What's behind Azure DDoS Protection

Security concerns still inhibit cloud use in Germany. These concerns are justified. The number of documented DDoS attacks increased by 380% in the first quarter of 2017 compared to the first quarter of 2016, according to Nexusguard.

Microsoft has responded by developing DDoS Protection. DDoS Protection is available in Basic and Standard versions. In the free Basic version, which is always active in the virtual network, Layer 3 and Layer 4 monitoring protects on a global level. Optionally, Layer 7 monitoring can be activated via a web application gateway.

 

 

If you activate the standard version, further features are added. Among other things, a behaviour pattern of the application is learned by means of 24/7 monitoring and assigned to a suitable security profile. If determined threshold values are then exceeded, a defence mechanism is started and the valid data traffic is redirected. This happens continuously from Layer 3 to Layer 7. Up to 60 different types of attacks are detected and defended against worldwide. An important aspect is logging and alerting. Attack metrics are visible in Azure Monitor. Attack alerts are displayed in Azure Log Analytics, Splunk, via email or directly in the Azure Portal.

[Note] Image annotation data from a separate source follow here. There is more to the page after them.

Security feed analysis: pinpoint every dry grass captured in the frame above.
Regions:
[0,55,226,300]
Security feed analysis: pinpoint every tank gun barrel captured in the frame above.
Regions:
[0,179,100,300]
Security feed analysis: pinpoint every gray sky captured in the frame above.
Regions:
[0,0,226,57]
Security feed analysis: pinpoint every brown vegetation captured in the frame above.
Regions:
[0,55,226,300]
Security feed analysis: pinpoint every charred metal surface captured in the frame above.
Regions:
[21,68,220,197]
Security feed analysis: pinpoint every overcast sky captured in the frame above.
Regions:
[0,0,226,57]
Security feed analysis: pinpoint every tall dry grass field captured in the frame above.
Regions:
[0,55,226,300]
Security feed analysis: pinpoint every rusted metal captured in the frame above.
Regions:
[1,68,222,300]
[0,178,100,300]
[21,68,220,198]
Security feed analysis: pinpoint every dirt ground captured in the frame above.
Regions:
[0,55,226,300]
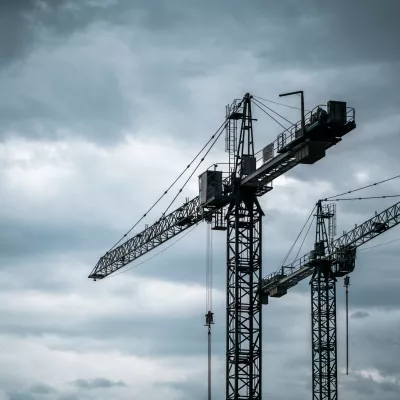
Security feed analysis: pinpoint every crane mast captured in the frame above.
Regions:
[89,93,356,400]
[262,201,400,400]
[226,95,264,400]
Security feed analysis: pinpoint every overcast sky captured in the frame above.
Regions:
[0,0,400,400]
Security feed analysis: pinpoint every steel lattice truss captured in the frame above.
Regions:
[226,190,262,400]
[89,197,211,279]
[263,202,400,294]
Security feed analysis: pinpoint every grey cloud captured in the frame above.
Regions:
[30,383,56,395]
[71,378,127,390]
[350,311,369,319]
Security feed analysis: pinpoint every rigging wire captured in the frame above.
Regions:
[253,95,310,112]
[106,111,234,254]
[160,124,227,219]
[253,102,289,131]
[277,205,317,271]
[322,175,400,201]
[323,194,400,201]
[103,223,199,279]
[253,99,294,125]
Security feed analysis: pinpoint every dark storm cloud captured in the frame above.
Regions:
[0,0,399,145]
[350,311,369,319]
[71,378,127,390]
[30,383,56,394]
[8,383,57,400]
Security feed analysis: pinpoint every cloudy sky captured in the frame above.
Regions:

Diagram: Azure DDoS Protection - source MicrosoftDiagram: Azure DDoS Protection - source Microsoft

For the extended protection in the Standard Edition, an interesting cost model is used. You pay a flat rate of €2,483.00 per month (as of 6/18), which includes up to 100 resources. Resources are, for example, public IPs, load balancers, application gateways or service fabric. The list of resources will be expanded in the future. If you use more than 100 resources, each additional resource costs 25 €. In addition, outgoing data traffic is staggered into different TB ranges starting at 0.178 € per GB.

Again, cloud service cost management is important. Azure DDoS Protection can quickly lead to high bills. In our opinion, the flat rate for the standard version is a bit too high. Not every company needs 100 resources. We hope that Microsoft will make improvements here to increase the acceptance of the product and its distribution.